"Inspector Javert, set this woman at liberty."
Javert felt that he was on the verge of going mad.
He experienced at that moment, blow upon blow and almost simultaneously, the most violent emotions which he had ever undergone in all his life. To see a woman of the town spit in the mayor's face was a thing so monstrous that, in his most daring flights of fancy, he would have regarded it as a sacrilege to believe it possible. On the other hand, at the very bottom of his thought, he made a hideous comparison as to what this woman was, and as to what this mayor might be; and then he, with horror, caught a glimpse of I know not what simple explanation of this prodigious attack. But when he beheld that mayor, that magistrate, calmly wipe his face and say, "Set this woman at liberty," he underwent a sort of intoxication of amazement; thought and word failed him equally; the sum total of possible astonishment had been exceeded in his case. He remained mute.
The words had produced no less strange an effect on Fantine. She raised her bare arm, and clung to the damper of the stove, like a person who is reeling.
Nevertheless, she glanced about her, and began to speak in a low voice, as though talking to herself:--
"At liberty!
I am to be allowed to go!
I am not to go to prison for six months!
Who said that?
It is not possible that any one could have said that.
I did not hear aright.
It cannot have been that monster of a mayor!
Was it you, my good Monsieur Javert, who said that I was to be set free?
Oh, see here!
I will tell you about it, and you will let me go.

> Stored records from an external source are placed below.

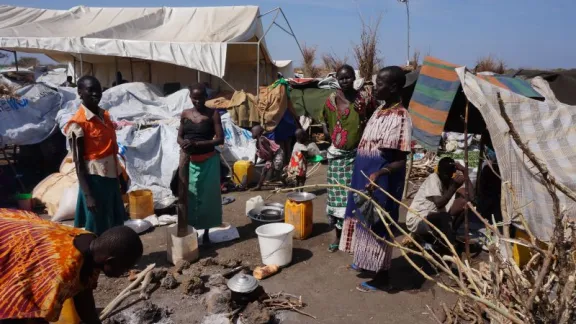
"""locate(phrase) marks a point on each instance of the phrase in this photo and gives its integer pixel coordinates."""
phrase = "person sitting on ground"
(43, 264)
(298, 165)
(69, 83)
(270, 152)
(303, 143)
(441, 200)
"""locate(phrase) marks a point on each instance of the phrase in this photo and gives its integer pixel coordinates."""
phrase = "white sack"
(31, 118)
(67, 206)
(238, 142)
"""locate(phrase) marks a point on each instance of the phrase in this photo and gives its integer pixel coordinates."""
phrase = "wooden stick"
(549, 184)
(408, 171)
(143, 279)
(466, 185)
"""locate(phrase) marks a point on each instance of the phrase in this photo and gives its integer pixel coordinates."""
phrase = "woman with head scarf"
(381, 159)
(345, 114)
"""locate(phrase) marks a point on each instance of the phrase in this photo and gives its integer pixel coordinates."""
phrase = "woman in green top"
(345, 114)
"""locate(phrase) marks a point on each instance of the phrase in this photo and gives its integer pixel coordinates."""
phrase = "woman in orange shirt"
(92, 137)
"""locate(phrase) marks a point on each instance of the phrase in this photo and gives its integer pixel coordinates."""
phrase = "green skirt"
(110, 210)
(204, 198)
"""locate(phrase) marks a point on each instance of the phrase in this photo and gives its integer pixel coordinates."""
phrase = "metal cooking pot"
(243, 283)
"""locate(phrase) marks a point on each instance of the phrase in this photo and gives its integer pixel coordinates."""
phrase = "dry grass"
(367, 53)
(332, 62)
(309, 62)
(490, 64)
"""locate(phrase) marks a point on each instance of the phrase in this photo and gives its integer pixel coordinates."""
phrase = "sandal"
(333, 247)
(354, 268)
(366, 288)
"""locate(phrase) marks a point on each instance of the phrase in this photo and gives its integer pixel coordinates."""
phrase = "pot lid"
(301, 196)
(243, 283)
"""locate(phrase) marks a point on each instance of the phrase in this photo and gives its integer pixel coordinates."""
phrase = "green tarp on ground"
(309, 102)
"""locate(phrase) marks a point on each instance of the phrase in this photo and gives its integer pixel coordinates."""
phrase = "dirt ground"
(321, 278)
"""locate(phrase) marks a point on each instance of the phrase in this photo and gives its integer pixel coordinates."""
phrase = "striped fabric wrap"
(434, 94)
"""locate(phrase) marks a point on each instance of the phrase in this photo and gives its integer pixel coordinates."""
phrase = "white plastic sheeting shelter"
(148, 44)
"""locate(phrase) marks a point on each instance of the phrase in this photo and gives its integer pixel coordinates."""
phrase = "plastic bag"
(67, 206)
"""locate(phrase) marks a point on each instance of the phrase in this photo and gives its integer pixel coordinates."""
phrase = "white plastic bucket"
(181, 248)
(275, 242)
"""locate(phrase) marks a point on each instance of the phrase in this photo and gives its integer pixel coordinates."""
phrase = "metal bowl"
(267, 214)
(301, 196)
(277, 205)
(243, 283)
(138, 225)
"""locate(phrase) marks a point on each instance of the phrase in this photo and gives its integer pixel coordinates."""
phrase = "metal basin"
(267, 214)
(138, 225)
(301, 196)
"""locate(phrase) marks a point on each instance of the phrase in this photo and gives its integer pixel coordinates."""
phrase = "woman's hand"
(373, 178)
(90, 203)
(185, 144)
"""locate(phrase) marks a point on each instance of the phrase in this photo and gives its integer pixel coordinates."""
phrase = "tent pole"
(269, 11)
(466, 185)
(480, 162)
(258, 71)
(292, 31)
(116, 72)
(81, 65)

That monster of a mayor, that old blackguard of a mayor, is the cause of all.
Just imagine, Monsieur Javert, he turned me out! all because of a pack of rascally women, who gossip in the workroom.
If that is not a horror, what is?
To dismiss a poor girl who is doing her work honestly! Then I could no longer earn enough, and all this misery followed. In the first place, there is one improvement which these gentlemen of the police ought to make, and that is, to prevent prison contractors from wronging poor people.